Operaio preso con un etto d'oro rubato: dalla fabbrica spariti 4 chili in tre anni

Arrestato in flagranza dai carabinieri, il giudice lo manda ai domiciliari. Una verga in auto. Ora indagini per capire se esistano legami con gli altri ammanchi

Arresto dei carabinieri

Arresto dei carabinieri

Arezzo, 25 febbraio 2018 - Lo hanno preso col sorcio in bocca, come si dice a Roma: un etto e mezzo di oro che aveva appena rubato dalla fabbrica in cui lavora (o lavorava, perchè difficilmente gli sarà consentito di rimetterci piede). L’ultimo di una serie di ammanchi che in tre anni hanno visto sparire in azienda qualcosa come 4 chili e mezzo di metallo prezioso. Che sia lui il colpevole i proprietari ovviamente lo sospettano, ma le prove esistono solo per l’ultimo furto.

Per il resto serviranno indagini ben più approfondite. Intanto, l’operaio infedele, dopo una notte in guardina, si è visto infliggere dal giudice Angela Avila gli arresti domiciliari. Lì aspetterà l’esito della direttissima di cui ieri mattina si è svolta solo la prima parte, quella della convalida, e la quasi inevitabile condanna, che potrebbe anche essere pesante, da tre a dieci anni secondo il codice: furto aggravato dal mezzo fraudolento e dal rapporto di prestazione d’opera.

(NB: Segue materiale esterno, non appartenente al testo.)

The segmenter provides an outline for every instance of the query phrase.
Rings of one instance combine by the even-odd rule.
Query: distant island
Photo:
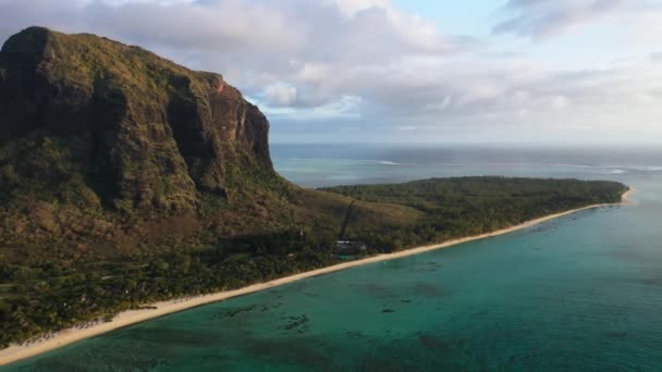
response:
[[[219,74],[88,34],[12,36],[0,51],[0,346],[504,233],[628,190],[498,176],[305,189],[274,171],[268,134]]]

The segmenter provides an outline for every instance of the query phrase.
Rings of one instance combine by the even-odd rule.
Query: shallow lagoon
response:
[[[306,175],[307,165],[297,171],[292,164],[314,161],[287,159],[281,164],[291,171],[279,170],[295,179]],[[617,163],[617,169],[586,162],[543,166],[542,160],[467,162],[461,171],[452,171],[456,164],[433,162],[399,171],[397,165],[366,165],[360,159],[318,161],[326,161],[329,172],[318,172],[319,179],[333,174],[334,166],[351,164],[370,166],[369,172],[350,173],[354,178],[380,174],[380,168],[389,170],[381,173],[389,182],[457,172],[580,176],[626,182],[637,193],[626,207],[585,211],[511,235],[305,280],[142,323],[5,369],[662,369],[662,173],[650,159],[629,168]]]

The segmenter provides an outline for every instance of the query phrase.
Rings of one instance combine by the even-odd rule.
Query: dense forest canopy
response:
[[[347,238],[366,241],[366,255],[373,255],[617,202],[626,189],[614,182],[503,177],[341,186],[292,196],[311,211],[334,206],[334,219],[315,222],[328,224],[319,231],[302,225],[195,245],[143,241],[121,250],[98,243],[86,248],[84,259],[79,247],[66,241],[5,247],[0,261],[0,340],[24,342],[112,319],[150,301],[237,288],[336,263],[333,232],[340,234],[345,222]],[[342,199],[335,199],[336,194]],[[354,203],[340,203],[344,198]],[[375,211],[378,207],[383,214]]]

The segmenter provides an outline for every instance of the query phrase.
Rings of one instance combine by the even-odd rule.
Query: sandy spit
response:
[[[634,191],[634,189],[630,188],[627,193],[623,194],[622,202],[624,202],[624,203],[627,202],[627,198],[629,197],[630,193],[633,193],[633,191]],[[618,203],[616,203],[616,204],[618,204]],[[464,237],[464,238],[459,238],[459,239],[453,239],[453,240],[449,240],[449,241],[436,244],[436,245],[412,248],[412,249],[407,249],[404,251],[390,253],[390,255],[373,256],[373,257],[369,257],[369,258],[357,260],[357,261],[340,263],[340,264],[335,264],[335,265],[323,268],[323,269],[312,270],[312,271],[282,277],[282,278],[270,281],[267,283],[254,284],[254,285],[241,288],[241,289],[228,290],[228,292],[221,292],[221,293],[211,294],[211,295],[188,297],[188,298],[175,299],[175,300],[169,300],[169,301],[161,301],[161,302],[157,302],[157,303],[150,303],[150,305],[146,306],[149,309],[124,311],[124,312],[119,313],[110,322],[93,323],[88,326],[79,326],[79,327],[60,331],[58,333],[52,334],[50,337],[42,338],[40,340],[34,342],[34,343],[30,343],[27,345],[12,345],[5,349],[0,350],[0,365],[9,364],[9,363],[12,363],[12,362],[19,361],[21,359],[25,359],[25,358],[30,358],[30,357],[37,356],[39,354],[50,351],[50,350],[60,348],[62,346],[70,345],[72,343],[75,343],[75,342],[78,342],[78,340],[82,340],[85,338],[89,338],[93,336],[97,336],[97,335],[100,335],[100,334],[103,334],[103,333],[107,333],[107,332],[110,332],[113,330],[118,330],[118,328],[121,328],[121,327],[124,327],[124,326],[127,326],[131,324],[136,324],[136,323],[144,322],[144,321],[147,321],[150,319],[155,319],[155,318],[159,318],[159,317],[162,317],[166,314],[171,314],[174,312],[192,309],[192,308],[199,307],[203,305],[222,301],[228,298],[247,295],[247,294],[256,293],[259,290],[273,288],[279,285],[301,281],[303,278],[329,274],[329,273],[333,273],[336,271],[346,270],[350,268],[360,266],[360,265],[369,264],[369,263],[383,262],[383,261],[388,261],[388,260],[395,260],[395,259],[407,257],[407,256],[413,256],[413,255],[429,252],[429,251],[437,250],[437,249],[456,246],[456,245],[467,243],[467,241],[479,240],[479,239],[485,239],[485,238],[489,238],[489,237],[493,237],[493,236],[504,235],[504,234],[513,233],[513,232],[516,232],[516,231],[519,231],[523,228],[527,228],[527,227],[540,224],[545,221],[550,221],[553,219],[573,214],[573,213],[576,213],[579,211],[602,208],[602,207],[610,207],[610,206],[614,206],[614,204],[594,204],[594,206],[578,208],[575,210],[556,213],[556,214],[551,214],[551,215],[547,215],[547,216],[543,216],[540,219],[527,221],[525,223],[522,223],[522,224],[513,226],[513,227],[503,228],[503,230],[499,230],[499,231],[487,233],[487,234],[480,234],[480,235]]]

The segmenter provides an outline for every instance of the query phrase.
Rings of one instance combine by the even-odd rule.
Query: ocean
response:
[[[662,150],[273,145],[306,187],[462,175],[613,179],[630,203],[304,280],[4,371],[662,370]]]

Come nel caso del vigilante che nel luglio 2016 fece sparire 4 milioni d’oro. Altra storia, altro colpo. Succede tutto alla Tc-Or di Terontola venerdì mattina. Perparim Tabaku, 53 anni, albanese d’origine, dipendente con tanto di anzianità, è uno dei due fonditori che portano il metallo nel forno.Ma lui trova il modo di sottrarne un pacchetto e di gettarlo fuori dalla grata della fabbrica. Poi chiede un’ora di permesso e l’oro (una verga da 147 grammi di lega, 110 di metallo puro, valore 3.800 euro) va a nasconderlo in macchina.

A quel punto i proprietari, che già sono sul chi va là per le continue sparizioni d’oro di cui non riescono a darsi ragione, si insospettiscono e chiamano i carabinieri. La certezza che un bel pò di metallo sia sparito nel corso del processo di fonditura c’è, manca soltanto di individuare il responsabile. Gli uomini dell’Arma non hanno esitazioni e provvedono alla perquisizione nel parcheggio delle auto di entrambi gli addetti al forno. In quella di Tabaku spunta fuori il pacchetto galeotto.

Scattano subito le manette in flagrante, ieri mattina si va a processo per direttissima. L’albanese sceglie di avvalersi della facoltà di non rispondere e non spiega niente, il suo avvocato prova a limitare i danni: è solo appropriazione indebita, reato minore che avrebbe conseguenze assai meno pesanti. E’ la stessa strada, appunto, che aveva seguito a suo tempo il vigilante del furgone sparito a Civitella a margine dell’area di servizio di Badia al Pino. Ma non funziona neppure stavolta.

Il Pm Bernardo Albergotti insiste sulla contestazione del furto aggravato, il giudice Avila gli dà ragione. E non solo: per quanto Tabaku sia incensurato, Albergotti, su disposizione della procura, chiede una misura cautelare adeguata alla gravità dell’episodio. Il giudice gli dà ancora una volta ragione e decide per i domiciliari. Poi l’aggiornamento dell’udienza perchè l’avvocato chiede i termini a difesa, ossia il tempo per studiarsi le carte.

Sul caso specifico, tuttavia, non sembra che l’operaio abbia molte vie d’uscita. Ben più complessa la strada per arrivare a risolvere il giallo degli ammanchi da un chilo e mezzo l’anno negli ultimi tre, più di 100 mila euro. Viene naturale di pensare, e infatti i titolari dell’azienda lo pensano, che il protagonista dei furti sia sempre lo stesso. Ma servono le prove e quelle almeno per il momento non ci sono. I carabinieri, dunque, dovranno rimettersi sotto e tentare di scoprire se esiste un collegamento fra l’ultimo colpo e quelli precedenti. Un solo ladro, l’operaio infedele, o in fabbrica c’erano altri Polliccini che grano a grano facevano sparire l’oro delle lavorazioni?